- German film poster
- German: Johannisfeuer
- Directed by: Arthur Maria Rabenalt
- Screenplay by: Alf Teichs Kurt Heuser
- Based on: Fires of St. John by Hermann Sudermann
- Produced by: Ernst Günter Techow
- Starring: Anna Dammann Ernst von Klipstein Gertrud Meyen
- Cinematography: Willy Winterstein
- Edited by: Alice Ludwig
- Music by: Herbert Windt
- Production company: Terra Film
- Distributed by: Terra Film
- Release date: 3 November 1939;
- Running time: 83 minutes
- Country: Germany
- Language: German

= Midsummer Night's Fire =

1939 film directed by Arthur Maria Rabenalt

Midsummer Night's Fire or St. John's Fire (Johannisfeuer) is a 1939 German drama film directed by Arthur Maria Rabenalt and starring Anna Dammann, Ernst von Klipstein, and Gertrud Meyen. The film is based on the play Fires of St. John by Hermann Sudermann. The title refers to Saint John's Eve.

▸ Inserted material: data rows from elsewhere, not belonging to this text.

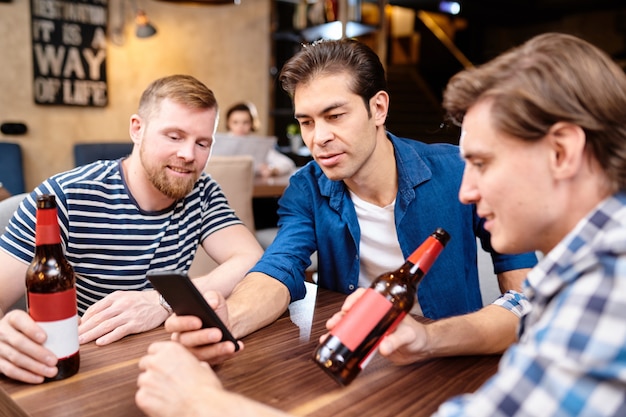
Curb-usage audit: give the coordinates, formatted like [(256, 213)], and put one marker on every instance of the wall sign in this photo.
[(69, 52)]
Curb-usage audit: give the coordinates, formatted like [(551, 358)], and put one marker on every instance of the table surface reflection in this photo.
[(275, 368)]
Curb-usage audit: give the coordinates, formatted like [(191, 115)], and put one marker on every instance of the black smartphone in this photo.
[(185, 299)]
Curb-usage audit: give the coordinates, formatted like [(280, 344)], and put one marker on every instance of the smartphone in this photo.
[(185, 299)]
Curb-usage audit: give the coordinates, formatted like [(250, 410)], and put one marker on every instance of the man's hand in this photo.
[(120, 314), (22, 354), (203, 343), (173, 380)]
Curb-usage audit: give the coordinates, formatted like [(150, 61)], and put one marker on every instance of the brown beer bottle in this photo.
[(51, 290), (352, 342)]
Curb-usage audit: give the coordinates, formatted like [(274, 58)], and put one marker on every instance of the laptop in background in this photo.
[(256, 145)]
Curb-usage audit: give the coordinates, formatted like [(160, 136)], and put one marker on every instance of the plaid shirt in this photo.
[(571, 355)]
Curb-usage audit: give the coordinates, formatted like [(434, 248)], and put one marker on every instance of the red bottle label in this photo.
[(57, 314), (55, 306), (364, 315), (426, 254)]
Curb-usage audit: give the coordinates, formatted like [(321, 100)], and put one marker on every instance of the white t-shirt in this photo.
[(379, 247)]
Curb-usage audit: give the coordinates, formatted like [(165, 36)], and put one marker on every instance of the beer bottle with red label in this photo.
[(351, 343), (51, 290)]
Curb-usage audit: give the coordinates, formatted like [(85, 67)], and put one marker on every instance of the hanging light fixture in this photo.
[(144, 28)]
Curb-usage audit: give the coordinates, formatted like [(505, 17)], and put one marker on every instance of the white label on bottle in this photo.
[(62, 336)]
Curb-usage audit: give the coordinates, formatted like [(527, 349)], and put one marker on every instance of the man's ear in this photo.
[(567, 143), (136, 128), (379, 105)]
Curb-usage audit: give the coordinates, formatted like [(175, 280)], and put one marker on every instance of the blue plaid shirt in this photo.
[(571, 356)]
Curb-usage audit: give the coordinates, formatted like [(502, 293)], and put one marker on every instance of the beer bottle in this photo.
[(352, 342), (51, 290)]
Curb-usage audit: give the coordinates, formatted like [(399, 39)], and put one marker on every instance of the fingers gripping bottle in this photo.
[(51, 290), (346, 350)]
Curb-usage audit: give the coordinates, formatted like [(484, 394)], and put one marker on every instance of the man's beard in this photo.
[(175, 189)]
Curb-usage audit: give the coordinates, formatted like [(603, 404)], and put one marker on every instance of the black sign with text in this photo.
[(69, 52)]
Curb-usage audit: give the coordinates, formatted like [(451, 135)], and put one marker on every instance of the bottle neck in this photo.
[(425, 255), (47, 231)]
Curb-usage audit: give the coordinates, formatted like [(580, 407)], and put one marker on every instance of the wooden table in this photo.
[(275, 368)]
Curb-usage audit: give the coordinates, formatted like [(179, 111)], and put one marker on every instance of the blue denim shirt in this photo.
[(316, 213)]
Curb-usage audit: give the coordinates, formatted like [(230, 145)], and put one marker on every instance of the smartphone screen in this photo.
[(185, 299)]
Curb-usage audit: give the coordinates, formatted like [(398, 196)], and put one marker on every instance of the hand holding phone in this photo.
[(185, 299)]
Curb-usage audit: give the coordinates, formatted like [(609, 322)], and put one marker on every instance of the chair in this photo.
[(235, 174), (11, 167), (7, 208), (86, 153)]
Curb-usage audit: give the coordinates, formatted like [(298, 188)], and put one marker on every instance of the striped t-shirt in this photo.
[(108, 239)]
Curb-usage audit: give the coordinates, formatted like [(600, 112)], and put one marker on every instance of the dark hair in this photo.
[(182, 89), (551, 78), (332, 56)]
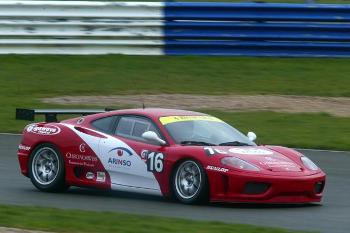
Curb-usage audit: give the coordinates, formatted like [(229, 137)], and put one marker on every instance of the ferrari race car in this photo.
[(188, 155)]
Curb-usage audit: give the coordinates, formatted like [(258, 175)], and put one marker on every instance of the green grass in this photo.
[(57, 220), (25, 79)]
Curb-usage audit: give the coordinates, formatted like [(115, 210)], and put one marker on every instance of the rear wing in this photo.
[(51, 114)]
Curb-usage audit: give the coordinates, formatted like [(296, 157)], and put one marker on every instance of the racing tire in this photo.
[(190, 183), (46, 168)]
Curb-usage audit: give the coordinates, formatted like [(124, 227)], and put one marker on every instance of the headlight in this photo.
[(308, 163), (239, 164)]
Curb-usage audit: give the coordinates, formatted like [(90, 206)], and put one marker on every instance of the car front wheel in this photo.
[(190, 182), (46, 168)]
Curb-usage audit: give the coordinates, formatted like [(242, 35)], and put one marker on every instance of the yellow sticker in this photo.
[(172, 119)]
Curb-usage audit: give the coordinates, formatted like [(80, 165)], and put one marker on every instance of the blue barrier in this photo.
[(257, 29)]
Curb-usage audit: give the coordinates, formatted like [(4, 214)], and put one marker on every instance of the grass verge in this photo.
[(57, 220)]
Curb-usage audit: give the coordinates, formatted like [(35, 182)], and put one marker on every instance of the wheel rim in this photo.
[(188, 179), (45, 165)]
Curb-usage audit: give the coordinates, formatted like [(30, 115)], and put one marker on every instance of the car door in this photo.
[(127, 156)]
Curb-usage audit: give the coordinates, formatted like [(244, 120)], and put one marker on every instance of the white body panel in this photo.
[(128, 172)]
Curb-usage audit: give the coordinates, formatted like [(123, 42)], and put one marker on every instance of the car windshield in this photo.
[(203, 130)]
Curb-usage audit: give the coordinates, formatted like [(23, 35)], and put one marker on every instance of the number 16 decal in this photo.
[(155, 162)]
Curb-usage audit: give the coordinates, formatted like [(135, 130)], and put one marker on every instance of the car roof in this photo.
[(157, 112)]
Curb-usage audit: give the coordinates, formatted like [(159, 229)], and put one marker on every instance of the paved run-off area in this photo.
[(336, 106), (331, 216)]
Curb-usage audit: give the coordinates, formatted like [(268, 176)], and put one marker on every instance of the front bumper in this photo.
[(259, 188)]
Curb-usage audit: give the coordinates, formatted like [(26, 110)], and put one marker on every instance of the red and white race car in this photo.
[(189, 155)]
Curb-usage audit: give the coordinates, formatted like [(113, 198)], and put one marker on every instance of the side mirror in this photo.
[(153, 137), (251, 136)]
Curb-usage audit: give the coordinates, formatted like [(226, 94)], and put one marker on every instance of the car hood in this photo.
[(259, 156)]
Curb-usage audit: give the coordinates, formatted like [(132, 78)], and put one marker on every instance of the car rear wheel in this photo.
[(190, 182), (46, 168)]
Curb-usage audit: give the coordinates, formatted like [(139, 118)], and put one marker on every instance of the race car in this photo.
[(191, 156)]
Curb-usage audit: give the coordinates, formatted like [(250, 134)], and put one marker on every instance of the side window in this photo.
[(103, 124), (133, 127)]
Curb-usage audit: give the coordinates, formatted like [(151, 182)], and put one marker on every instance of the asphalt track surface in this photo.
[(333, 215)]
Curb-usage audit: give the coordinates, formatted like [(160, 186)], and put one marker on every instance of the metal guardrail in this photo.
[(175, 28), (80, 27)]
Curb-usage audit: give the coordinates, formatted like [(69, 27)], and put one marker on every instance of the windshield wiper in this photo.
[(235, 143), (198, 143)]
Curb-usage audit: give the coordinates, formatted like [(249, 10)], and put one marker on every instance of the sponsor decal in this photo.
[(118, 161), (101, 177), (218, 169), (250, 151), (121, 151), (90, 175), (82, 148), (213, 151), (81, 160), (275, 163), (155, 161), (172, 119), (81, 157), (43, 130), (23, 147)]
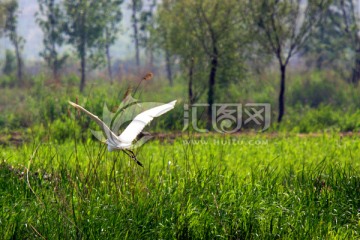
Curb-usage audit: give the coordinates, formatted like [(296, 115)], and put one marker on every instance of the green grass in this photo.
[(235, 187)]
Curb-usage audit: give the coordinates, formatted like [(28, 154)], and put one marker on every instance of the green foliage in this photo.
[(193, 188), (50, 19)]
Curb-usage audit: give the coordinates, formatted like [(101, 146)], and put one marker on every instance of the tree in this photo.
[(84, 30), (2, 17), (161, 35), (50, 20), (146, 25), (112, 17), (10, 65), (209, 32), (350, 12), (282, 28), (136, 6), (11, 12)]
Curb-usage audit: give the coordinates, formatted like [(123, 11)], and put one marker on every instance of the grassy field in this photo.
[(215, 187)]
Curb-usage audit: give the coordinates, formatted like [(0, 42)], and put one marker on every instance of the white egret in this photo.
[(125, 139)]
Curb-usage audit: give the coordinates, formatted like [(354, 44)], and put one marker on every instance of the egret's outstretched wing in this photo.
[(110, 135), (141, 120)]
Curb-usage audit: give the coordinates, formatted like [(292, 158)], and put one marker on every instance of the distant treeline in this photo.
[(214, 44)]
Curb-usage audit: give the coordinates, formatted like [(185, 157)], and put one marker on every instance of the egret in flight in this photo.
[(125, 140)]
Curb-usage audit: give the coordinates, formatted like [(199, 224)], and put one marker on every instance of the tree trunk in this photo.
[(356, 69), (191, 73), (212, 76), (109, 63), (19, 61), (136, 37), (83, 72), (282, 93), (168, 67), (82, 50)]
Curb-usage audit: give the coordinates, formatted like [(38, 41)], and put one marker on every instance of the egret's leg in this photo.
[(132, 155)]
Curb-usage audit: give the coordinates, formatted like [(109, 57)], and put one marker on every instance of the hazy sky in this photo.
[(31, 32)]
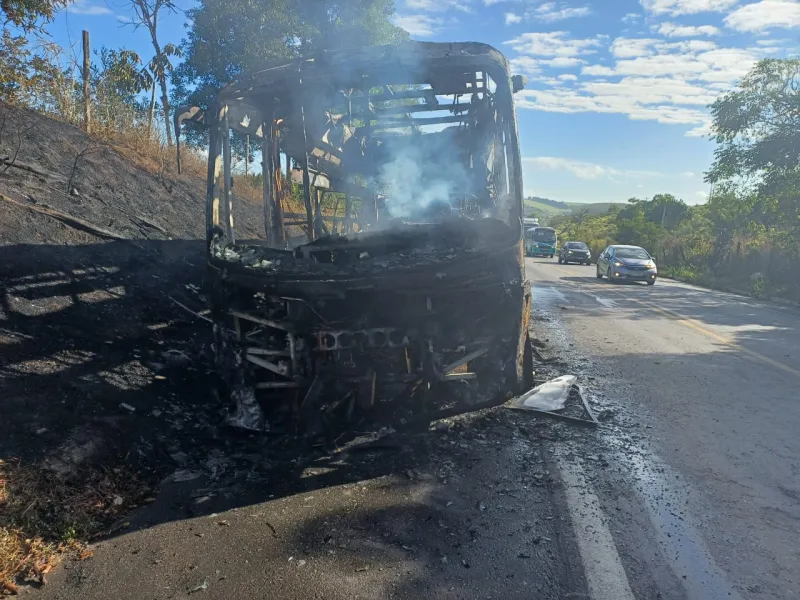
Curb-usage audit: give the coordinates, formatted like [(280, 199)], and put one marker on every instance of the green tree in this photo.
[(147, 14), (29, 14)]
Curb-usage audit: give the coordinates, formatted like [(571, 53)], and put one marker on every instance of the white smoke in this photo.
[(422, 172)]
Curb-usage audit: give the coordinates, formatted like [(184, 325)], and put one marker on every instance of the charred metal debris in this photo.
[(390, 278)]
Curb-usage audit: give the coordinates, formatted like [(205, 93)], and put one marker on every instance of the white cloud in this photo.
[(582, 169), (597, 70), (553, 43), (669, 81), (675, 30), (563, 62), (702, 130), (418, 25), (525, 65), (85, 7), (686, 7), (549, 12), (764, 15), (438, 5), (631, 48)]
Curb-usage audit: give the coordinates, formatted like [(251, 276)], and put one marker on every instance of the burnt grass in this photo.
[(92, 411)]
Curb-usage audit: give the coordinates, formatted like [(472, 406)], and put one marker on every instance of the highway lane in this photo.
[(710, 380)]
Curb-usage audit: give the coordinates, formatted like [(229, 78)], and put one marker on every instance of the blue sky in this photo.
[(617, 89)]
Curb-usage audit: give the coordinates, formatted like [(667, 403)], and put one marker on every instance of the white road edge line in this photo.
[(601, 561)]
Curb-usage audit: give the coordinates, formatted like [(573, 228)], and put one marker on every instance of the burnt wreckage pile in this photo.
[(415, 299)]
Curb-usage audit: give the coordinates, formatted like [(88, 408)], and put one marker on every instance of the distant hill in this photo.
[(544, 207), (594, 208)]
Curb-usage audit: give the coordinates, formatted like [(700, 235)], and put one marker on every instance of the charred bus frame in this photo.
[(332, 317)]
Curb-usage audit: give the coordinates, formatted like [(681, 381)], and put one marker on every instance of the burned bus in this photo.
[(407, 299)]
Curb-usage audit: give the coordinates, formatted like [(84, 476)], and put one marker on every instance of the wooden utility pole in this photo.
[(247, 157), (87, 92)]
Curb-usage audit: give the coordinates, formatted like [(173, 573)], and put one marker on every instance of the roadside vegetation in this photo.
[(746, 237)]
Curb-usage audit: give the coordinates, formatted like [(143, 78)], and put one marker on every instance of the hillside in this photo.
[(544, 207), (99, 242), (594, 208)]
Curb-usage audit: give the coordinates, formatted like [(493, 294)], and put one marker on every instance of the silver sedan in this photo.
[(627, 263)]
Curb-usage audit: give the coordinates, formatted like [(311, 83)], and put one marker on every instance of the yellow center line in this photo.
[(692, 324)]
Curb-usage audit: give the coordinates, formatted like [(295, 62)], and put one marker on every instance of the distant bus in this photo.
[(541, 241)]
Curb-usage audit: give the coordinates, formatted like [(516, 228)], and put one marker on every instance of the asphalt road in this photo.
[(713, 378), (688, 490)]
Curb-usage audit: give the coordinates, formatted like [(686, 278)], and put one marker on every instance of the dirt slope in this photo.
[(89, 404), (113, 192)]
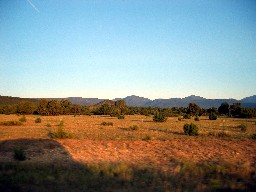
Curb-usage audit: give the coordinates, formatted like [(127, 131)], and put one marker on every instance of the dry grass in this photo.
[(155, 157), (90, 127)]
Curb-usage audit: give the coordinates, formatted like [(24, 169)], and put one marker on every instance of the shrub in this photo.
[(213, 116), (19, 154), (11, 123), (253, 136), (147, 138), (190, 129), (61, 124), (23, 119), (120, 116), (134, 128), (60, 134), (243, 128), (107, 123), (48, 125), (159, 117), (186, 116), (180, 119), (38, 120), (196, 118)]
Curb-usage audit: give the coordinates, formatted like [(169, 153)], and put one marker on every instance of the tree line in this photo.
[(119, 109)]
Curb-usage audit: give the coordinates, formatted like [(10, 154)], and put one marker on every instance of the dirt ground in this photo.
[(149, 154)]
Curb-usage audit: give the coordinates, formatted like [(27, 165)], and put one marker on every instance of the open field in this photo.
[(153, 157)]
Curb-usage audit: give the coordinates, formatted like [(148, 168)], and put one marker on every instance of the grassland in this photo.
[(104, 153)]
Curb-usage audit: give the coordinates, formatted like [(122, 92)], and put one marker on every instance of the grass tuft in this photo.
[(107, 123), (11, 123)]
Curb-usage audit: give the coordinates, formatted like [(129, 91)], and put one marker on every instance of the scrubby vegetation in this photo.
[(213, 116), (19, 154), (23, 119), (190, 129), (38, 120), (159, 117)]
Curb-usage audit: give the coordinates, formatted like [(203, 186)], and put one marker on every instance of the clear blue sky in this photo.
[(109, 49)]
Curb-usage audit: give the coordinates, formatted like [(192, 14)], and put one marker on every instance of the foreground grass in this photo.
[(123, 177), (94, 127)]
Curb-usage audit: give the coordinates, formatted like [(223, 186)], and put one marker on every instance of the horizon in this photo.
[(111, 49), (123, 97)]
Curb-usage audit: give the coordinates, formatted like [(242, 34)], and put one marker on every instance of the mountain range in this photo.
[(145, 102)]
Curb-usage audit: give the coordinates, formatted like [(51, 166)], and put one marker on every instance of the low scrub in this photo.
[(159, 117), (190, 129), (23, 119), (253, 136), (243, 127), (213, 116), (120, 116), (134, 128), (186, 116), (59, 134), (107, 123), (147, 138), (197, 118), (38, 120), (19, 154), (11, 123)]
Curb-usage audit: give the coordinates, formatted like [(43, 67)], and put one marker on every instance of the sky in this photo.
[(115, 48)]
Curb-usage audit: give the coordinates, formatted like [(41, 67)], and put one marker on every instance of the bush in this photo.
[(190, 129), (107, 123), (38, 120), (213, 116), (23, 119), (11, 123), (134, 128), (60, 134), (243, 128), (120, 116), (61, 124), (186, 116), (159, 117), (147, 138), (19, 154), (196, 118), (253, 136)]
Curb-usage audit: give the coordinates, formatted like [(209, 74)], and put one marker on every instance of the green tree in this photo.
[(224, 109), (42, 107), (193, 109), (159, 117)]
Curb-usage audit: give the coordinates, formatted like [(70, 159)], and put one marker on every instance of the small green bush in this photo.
[(107, 123), (120, 116), (190, 129), (11, 123), (147, 138), (213, 116), (186, 116), (243, 128), (48, 125), (253, 136), (196, 118), (61, 124), (38, 120), (23, 119), (59, 134), (159, 117), (19, 154), (134, 128)]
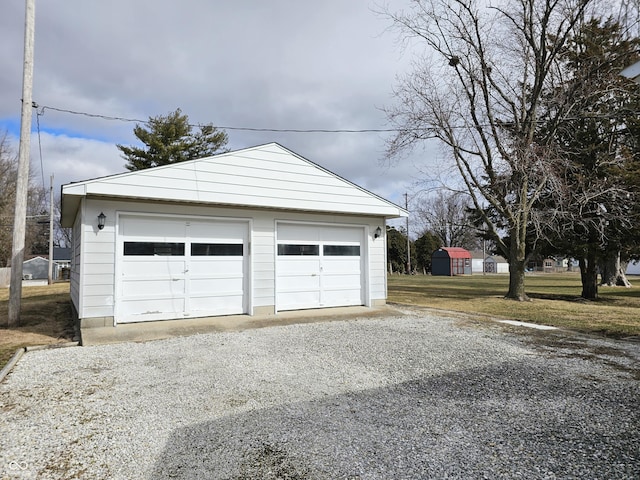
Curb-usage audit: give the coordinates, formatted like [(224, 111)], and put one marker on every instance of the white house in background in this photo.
[(255, 231), (633, 268)]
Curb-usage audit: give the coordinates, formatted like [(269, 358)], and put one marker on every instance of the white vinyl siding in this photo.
[(268, 176), (74, 278)]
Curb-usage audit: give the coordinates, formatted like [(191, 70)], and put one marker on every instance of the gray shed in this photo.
[(449, 261)]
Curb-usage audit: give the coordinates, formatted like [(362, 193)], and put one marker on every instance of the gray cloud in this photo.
[(278, 64)]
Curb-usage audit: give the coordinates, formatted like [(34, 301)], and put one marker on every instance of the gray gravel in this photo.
[(409, 396)]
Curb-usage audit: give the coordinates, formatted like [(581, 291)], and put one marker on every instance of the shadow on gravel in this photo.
[(512, 420)]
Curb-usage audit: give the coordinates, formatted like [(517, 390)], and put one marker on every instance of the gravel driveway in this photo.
[(413, 395)]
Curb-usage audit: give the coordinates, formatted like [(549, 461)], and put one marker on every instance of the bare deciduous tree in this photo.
[(480, 93), (447, 216)]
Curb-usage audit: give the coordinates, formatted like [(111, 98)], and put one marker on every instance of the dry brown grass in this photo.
[(45, 318), (555, 300)]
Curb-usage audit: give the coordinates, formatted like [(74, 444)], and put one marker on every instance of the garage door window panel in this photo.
[(341, 250), (217, 250), (288, 249), (151, 249)]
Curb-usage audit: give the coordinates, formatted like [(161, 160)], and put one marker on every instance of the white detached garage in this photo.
[(255, 231)]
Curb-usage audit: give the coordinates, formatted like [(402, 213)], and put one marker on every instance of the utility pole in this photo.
[(406, 206), (22, 183), (50, 276)]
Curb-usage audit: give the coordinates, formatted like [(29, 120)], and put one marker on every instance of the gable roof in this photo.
[(455, 252), (266, 176)]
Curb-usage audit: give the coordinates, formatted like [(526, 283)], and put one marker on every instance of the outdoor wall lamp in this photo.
[(101, 218)]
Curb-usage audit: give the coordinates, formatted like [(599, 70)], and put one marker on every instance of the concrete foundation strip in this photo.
[(19, 352)]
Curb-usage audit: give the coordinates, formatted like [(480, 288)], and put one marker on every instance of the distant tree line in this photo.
[(543, 132)]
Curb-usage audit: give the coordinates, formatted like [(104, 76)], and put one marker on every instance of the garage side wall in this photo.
[(74, 278), (97, 285)]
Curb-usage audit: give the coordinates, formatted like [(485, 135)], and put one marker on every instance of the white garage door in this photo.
[(180, 268), (319, 266)]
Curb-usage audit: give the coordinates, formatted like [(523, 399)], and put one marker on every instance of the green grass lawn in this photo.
[(555, 300)]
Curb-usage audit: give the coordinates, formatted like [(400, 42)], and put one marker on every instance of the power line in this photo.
[(35, 105), (247, 129)]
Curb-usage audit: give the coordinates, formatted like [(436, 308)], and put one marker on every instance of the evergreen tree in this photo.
[(594, 114), (170, 139)]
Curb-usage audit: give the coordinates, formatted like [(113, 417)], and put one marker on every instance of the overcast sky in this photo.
[(280, 64)]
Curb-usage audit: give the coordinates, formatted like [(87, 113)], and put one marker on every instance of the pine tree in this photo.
[(170, 139)]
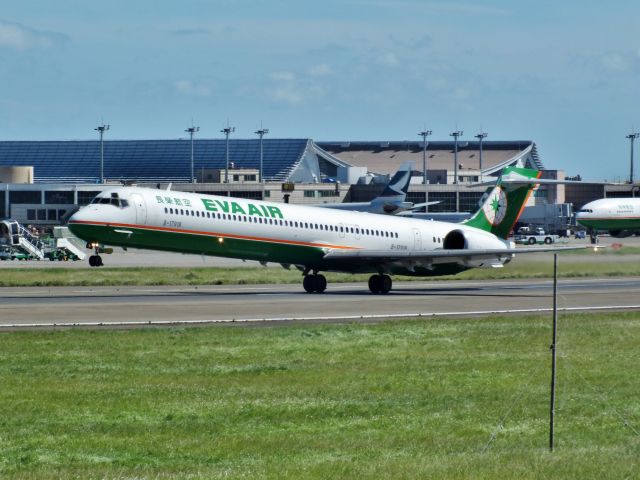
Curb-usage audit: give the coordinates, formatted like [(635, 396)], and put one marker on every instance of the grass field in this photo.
[(570, 266), (464, 398)]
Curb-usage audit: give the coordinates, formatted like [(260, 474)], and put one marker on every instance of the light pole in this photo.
[(261, 133), (455, 135), (424, 134), (481, 136), (632, 136), (227, 130), (101, 129), (191, 130)]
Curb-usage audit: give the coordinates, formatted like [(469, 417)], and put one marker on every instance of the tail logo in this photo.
[(495, 207)]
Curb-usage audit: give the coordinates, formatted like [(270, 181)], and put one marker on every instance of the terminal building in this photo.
[(43, 182)]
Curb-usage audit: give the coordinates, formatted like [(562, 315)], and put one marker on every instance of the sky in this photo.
[(563, 74)]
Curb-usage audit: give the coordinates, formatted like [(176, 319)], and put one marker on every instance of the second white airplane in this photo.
[(312, 239)]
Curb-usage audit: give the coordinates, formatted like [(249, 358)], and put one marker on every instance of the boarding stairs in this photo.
[(21, 239), (64, 240)]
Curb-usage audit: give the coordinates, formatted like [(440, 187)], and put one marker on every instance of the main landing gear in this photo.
[(96, 260), (314, 283), (380, 284)]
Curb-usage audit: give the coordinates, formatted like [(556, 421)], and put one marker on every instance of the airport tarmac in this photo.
[(120, 306), (150, 258)]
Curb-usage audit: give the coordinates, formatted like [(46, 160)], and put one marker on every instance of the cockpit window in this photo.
[(114, 200)]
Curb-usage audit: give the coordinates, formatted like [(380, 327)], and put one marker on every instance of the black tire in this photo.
[(385, 284), (375, 284), (308, 283), (321, 283)]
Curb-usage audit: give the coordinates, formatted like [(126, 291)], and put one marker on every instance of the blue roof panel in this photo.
[(146, 160)]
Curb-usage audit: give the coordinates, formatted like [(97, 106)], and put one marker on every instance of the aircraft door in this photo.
[(141, 208), (417, 239)]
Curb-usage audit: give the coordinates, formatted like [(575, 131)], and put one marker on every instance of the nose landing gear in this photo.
[(314, 283), (96, 260), (380, 284)]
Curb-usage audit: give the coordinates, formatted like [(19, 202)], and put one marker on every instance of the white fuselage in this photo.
[(253, 229)]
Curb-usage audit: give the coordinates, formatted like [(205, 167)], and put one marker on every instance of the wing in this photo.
[(412, 259)]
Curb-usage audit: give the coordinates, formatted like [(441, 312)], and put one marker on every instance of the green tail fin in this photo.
[(505, 202)]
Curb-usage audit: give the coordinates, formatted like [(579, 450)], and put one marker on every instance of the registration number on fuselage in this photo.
[(172, 223)]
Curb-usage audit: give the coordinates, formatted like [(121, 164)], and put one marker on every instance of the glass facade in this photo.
[(25, 197), (60, 197)]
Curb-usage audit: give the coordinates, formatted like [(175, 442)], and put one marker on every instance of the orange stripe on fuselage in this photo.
[(214, 234)]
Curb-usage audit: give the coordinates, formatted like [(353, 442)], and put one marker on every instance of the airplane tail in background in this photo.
[(399, 183), (504, 203)]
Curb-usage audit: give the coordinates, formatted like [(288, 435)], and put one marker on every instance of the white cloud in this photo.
[(187, 87), (320, 70), (287, 94), (19, 37), (283, 76), (389, 59), (615, 61)]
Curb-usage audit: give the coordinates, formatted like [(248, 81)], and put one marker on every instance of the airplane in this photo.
[(314, 240), (619, 216), (390, 201)]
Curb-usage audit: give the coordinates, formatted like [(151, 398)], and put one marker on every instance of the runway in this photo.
[(119, 306)]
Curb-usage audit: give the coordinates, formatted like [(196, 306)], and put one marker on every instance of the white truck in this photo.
[(527, 236)]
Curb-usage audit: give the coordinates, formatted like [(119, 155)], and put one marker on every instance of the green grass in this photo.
[(410, 399), (540, 268)]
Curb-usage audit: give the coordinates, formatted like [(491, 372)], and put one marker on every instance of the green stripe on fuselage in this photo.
[(206, 244)]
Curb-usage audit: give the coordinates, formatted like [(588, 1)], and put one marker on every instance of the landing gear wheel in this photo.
[(375, 283), (380, 284), (308, 283), (314, 283), (386, 284), (95, 261), (322, 284)]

The film's art direction was by Carl Böhm and Erich Czerwonski. Location shooting took place in Prenzlau and around Masuria in East Prussia. It was remade in 1954 as Love is Forever.

==Plot==
After many years in Africa, a man returns to his village in East Prussia to marry his intended bride. However, he finds himself drawn to another girl and contemplates running away with her.

== Production ==
Certain scenes judged too "paganistic" by censors of the time in Nazi Germany were cut from the film.